State v. George McGee, 2010AP3040-CR, District 3, 4/26/11

court of appeals decision (1-judge, not for publication); for McGee: Steven G. Richards; case activity

McGee’s collateral attack on a prior OWI conviction used to enhance his present sentence is necessarily limited to denial of the constitutional right to counsel, ¶5. Although McGee represented himself in the challenged prior, he failed to show that his waiver of counsel was invalid.

¶9        Second, McGee failed to make a prima facie showing that his right to counsel was violated in the 2000 case. Ernst dictates that, to make a prima facie showing, a defendant must set forth specific facts demonstrating that he or she did not knowingly, intelligently, and voluntarily waive the right to counsel.  Ernst, 283 Wis. 2d 300, ¶25. McGee’s motion to collaterally attack the 2000 conviction claimed that his right to counsel was violated in that case because the court’s colloquy did not adequately address one of the Klessig factors—the difficulties and disadvantages of self-representation. However, the motion did not identify specific facts supporting that conclusion. McGee should have described what was said and done during the colloquy, rather than simply asserting the colloquy was deficient.
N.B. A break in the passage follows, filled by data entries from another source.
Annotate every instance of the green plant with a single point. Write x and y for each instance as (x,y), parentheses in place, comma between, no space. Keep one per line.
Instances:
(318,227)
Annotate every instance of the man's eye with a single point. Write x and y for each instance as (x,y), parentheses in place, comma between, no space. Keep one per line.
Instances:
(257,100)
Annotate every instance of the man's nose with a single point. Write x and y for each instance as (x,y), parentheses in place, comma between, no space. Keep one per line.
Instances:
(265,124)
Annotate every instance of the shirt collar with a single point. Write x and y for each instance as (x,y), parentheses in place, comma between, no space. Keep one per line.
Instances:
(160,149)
¶10      Additionally, while the affidavit attached to McGee’s motion stated that McGee “did not understand the difficulties and disadvantages of self-representation” when he waived his right to counsel, McGee did not support this bare assertion with any specific facts or examples. Nor did McGee offer any specific facts to support this assertion during his testimony at the motion hearing.  Moreover, while McGee’s affidavit stated he did not understand an attorney might be able to find defenses to the charges against him, the initial appearance transcript from the 2000 case contradicts that assertion. At the initial appearance, McGee stated he understood that an attorney might be able to point out defenses that McGee himself did not recognize. Again, neither McGee’s affidavit nor his motion hearing testimony offered specific facts or examples to contradict his prior statement that he understood a lawyer might be able to identify defenses. Because McGee failed to point to specific facts demonstrating that he “‘did not know or understand the information which should have been provided’ in the previous proceeding,” he failed to make a prima facie showing that his right to counsel was violated. See Ernst, 283 Wis. 2d 300, ¶25 (quoting Hampton, 274 Wis. 2d 379, ¶46).

Separately, the court indicates that counsel’s failure to “conform to the rules of appellate procedure” (by omitting “an adequate statement of facts relevant to the issues raised,” not to say “the findings and rationale underlying the circuit court’s decision,” and “record citations directing us to this information,” would alone justify affirmance, ¶8. Although the court’s seeming alacrity for imposing fines on counsel for such violations is certainly worthy of note, it must be said that ultimately the client bears the burden of counsel’s derelictions for failure to follow well-settled rules – whether in lost credibility or procedural default. A sanction for violating briefing rules works to the client’s detriment in the final analysis.